— Не ведаю, не спрашивала, не говорили, — сухо отвечала она.
— Известно мне стало, что Васька Тума, заводчик бунта, с тобою трактовал и тебя на царство звал. Было это?
— Знать не знаю такова. Мало ли что звал? А я не шла. Упиралася, зная твою жестокость.
— Запирайся — не запирайся, а все тебя оговаривают.
— На чужой роток не накинешь платок, — усмехнувшись, бросила Софья. — У колокола тяжёл язык, а болтает без смыслу.
— Добром тебя спрашиваю, а коли станешь упрямиться, хуже будет.
— Хуже того, что есть, не будет, — с вызовом молвила Софья. — Али пытать меня станешь, царскую-то дочь? Не посмеешь, несмотря на своё самодержавство. Один отец нас зачал, али ты забыл?
— Ничего я не забыл, — устало произнёс Пётр. Видно, и впрямь её не переломить и ничего от неё не добиться, как сказывал князь-кесарь. — Дело прошлое, признайся — извести меня хотела? На царство сесть?
— Была на царстве, семь лет правила, и ничего от меня, окромя добра, народ не видал.
— Стрельцов закармливала, придворною пехотой их нарекла, бунташный дух взрастила, — укорил Пётр, уже раскаявшись, что взял её к допросу. Язык у неё востёр, как и ум. Хоть припирай — всё едино извернётся.
— Ну ступай, бог с тобою.
— Со мною-то Бог, а с тобою антихрист, — с прежним вызовом произнесла Софья. Казалось, она дразнится, ждёт, чтобы он сорвался, и тогда его скрутит падучая. Пётр это понимал и держал себя в узде.
— Иди-иди. С тобою тоже Бога нет, а диавол укоренился.
— Тьфу! — и Софья выбежала в притвор, где её поджидала стража.

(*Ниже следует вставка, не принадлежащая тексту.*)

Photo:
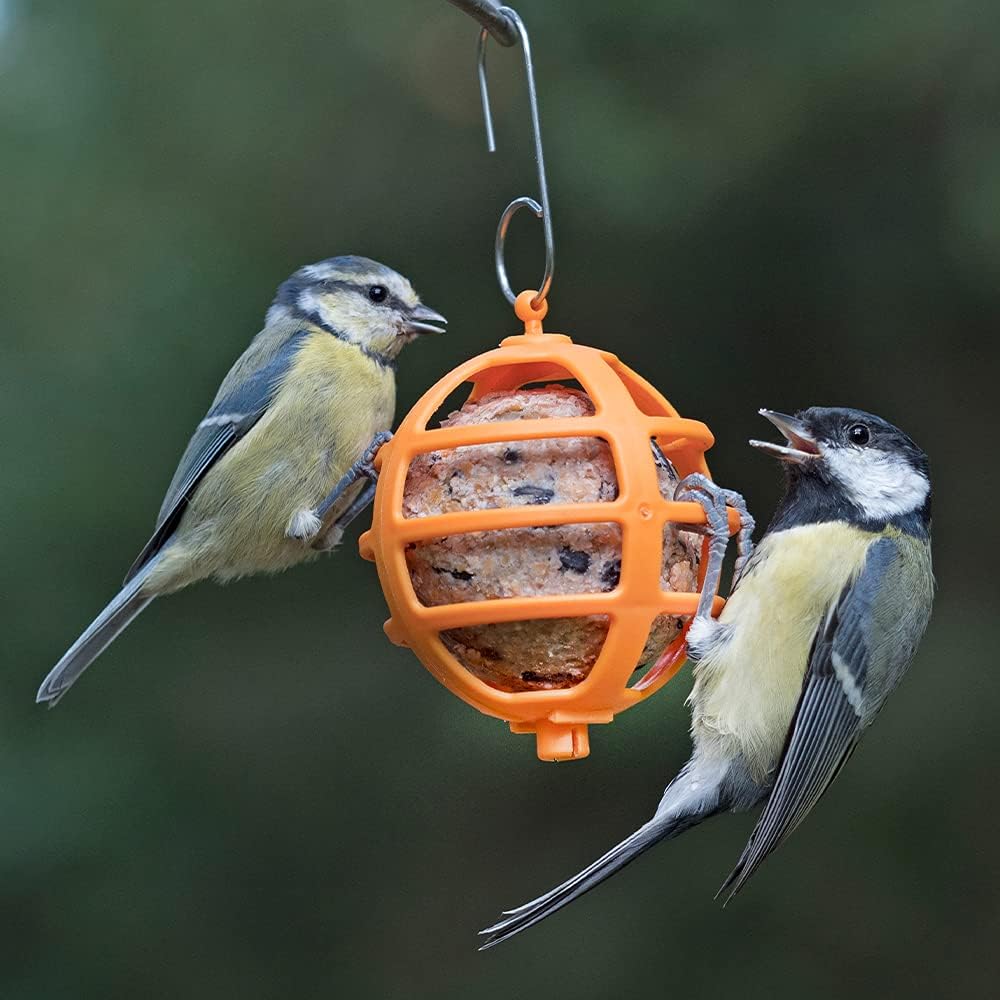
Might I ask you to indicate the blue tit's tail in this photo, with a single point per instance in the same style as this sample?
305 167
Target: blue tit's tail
101 632
700 790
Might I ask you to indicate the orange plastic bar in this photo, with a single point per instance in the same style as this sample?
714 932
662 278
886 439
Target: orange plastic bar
628 413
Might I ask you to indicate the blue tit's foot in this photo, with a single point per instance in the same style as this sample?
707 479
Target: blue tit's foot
304 525
363 468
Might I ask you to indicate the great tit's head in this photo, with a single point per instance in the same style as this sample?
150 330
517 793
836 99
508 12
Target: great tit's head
360 301
859 458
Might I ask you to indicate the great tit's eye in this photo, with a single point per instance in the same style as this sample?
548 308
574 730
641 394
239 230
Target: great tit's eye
858 434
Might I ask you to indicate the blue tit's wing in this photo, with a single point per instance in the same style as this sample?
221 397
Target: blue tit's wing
239 405
848 667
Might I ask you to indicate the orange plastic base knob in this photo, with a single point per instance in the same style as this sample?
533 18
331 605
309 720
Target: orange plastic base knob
629 412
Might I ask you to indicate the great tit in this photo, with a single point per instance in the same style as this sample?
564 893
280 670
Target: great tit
278 467
821 624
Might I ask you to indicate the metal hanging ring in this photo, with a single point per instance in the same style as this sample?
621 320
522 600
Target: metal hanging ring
498 247
542 210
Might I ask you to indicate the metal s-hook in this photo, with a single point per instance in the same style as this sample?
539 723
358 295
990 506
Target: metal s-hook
541 210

Сестра её Марфа была не столь дерзка, но и вызова не чуралась. Ответ, впрочем, держала, не отрицала, что входила в связь с главарями стрельцов, но ни что их не толкала, наипаче же на бунт.
— А Софью звать на царство?
— Они сами того хотели, памятуя о милостях её, — упрямилась Марфа.
Пётр пожалел, что призывал сестёр к допросу. Они от всего отопрутся, зря только время было потеряно. Допроса же с пристрастием и учинить было нельзя.
И тогда он велел пытать их постельниц, нянек и прочую женскую челядь. От неё нить потянулась бы к стрельчихам, а от тех — к стрельцам.
Они были слабы, все эти женщины, большею частью в летах, и признавались с первого огня. А то и огня не надо было — одним страшением добивались оговора. Впав в великий страх, взводили они и напраслину на тех, с кем якшались.
Взяты были к допросу и духовные отцы стрельцов, стрелецкие попы. Разумеется, сана их прежде лишили и стали именовать распопами. Трое их было. А четвёртый, поп Гундертмаркова полка, с полковником своим от бунтовщиков уклонился и в указное место прибыл.
Остальные же трое всяко упирались. Говорили: увещаньями склоняли-де бунташников, укоряли их, призывали идти в указные места. Однако стрельцы стояли на своём и слушать их увещаний не желали. А что молебны служили за победу над супостатом, а в супостаты определили воеводу Шеина, так не волею своею, а принуждением. Васька Тума погрозился-де прибить и бороды нам подпалить, а то и вовсе оголить. Дабы побоев и срама избежать, мы и служили, а в душе весьма противились.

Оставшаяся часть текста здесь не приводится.